2. LinkedIn.   Recruiters are likely to have a look at your LinkedIn profile, but they also search more generically for people with certain skills or in specific locations. This means you should keep your profile up -to-date (but remember to disable notifications if you don’t want your current employer to suspect you’re thinking of moving). Do you have a title showing what you currently do or what you’re looking for? Do you have a few, specific recommendations from people about how you work? (See my other blog about creating a good Linkedin profile and CV.)

3. Facebook.   Depending on your privacy settings there could be a wealth of information on Facebook that you don’t realise is public. Check what your profile looks like to people who aren’t friends and edit posts/photos that you want to remain private.

4. Instagram.   As with all social media, employers can tell a lot about you from what you post or respond to.

5. GitHub.   I’ve heard many times that if you’re a developer you need to have a GitHub profile.

6. Meetup.   If I was looking for someone with, for example, testing automation experience, one of the first places I’d look would be the local meetups. I’d get the list of members and then cross-reference them with other places (Twitter, LinkedIn etc). If you belong to meetups, make sure your profile – for each group you belong to – is up-to-date.

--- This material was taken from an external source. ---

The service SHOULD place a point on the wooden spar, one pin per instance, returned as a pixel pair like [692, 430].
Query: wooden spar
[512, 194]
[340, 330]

7. Google.   A plain, old Google search might yield lots of information about you or people like you. Google+ is used in some countries but not in others. For example, if you work in India (or if you want to be found by an Indian company), you need a Google+ profile. A reverse image lookup (drag an image and drop into the search bar) might take searchers to other places online where your details can be found.

8. Online.   Searchers might look at sites where tech people can offer their services or display their portfolios. You might be found on one of these – Bēhance, Elance, Upwork, peopleperhour, Fiverr, dribble, etc. What about if you leave a review with you name on TripAdvisor, AirBnB, eating out sites etc? People can get a sense of your tone, your attitude and what you do in your spare time.

What will they find out about you?

It’s not only about how you might be found, but also what information people might uncover when they find you.

  • If you use your name in any of these sites or applications then make sure you have content that won’t discourage potential employers.
  • Keep in mind the image you are portraying online. Does your online presence give the impression that you’d be a suitable employee for the kind of company you want to work for?
  • You don’t need to sign up to all the sites listed above. Only do so if it makes sense (e.g. if you’re a developer then GitHub is a good place to start).

So, be aware of your presence online, but possibly even more importantly be honest, professional and hard-working … these are the things that will ultimately create your reputation.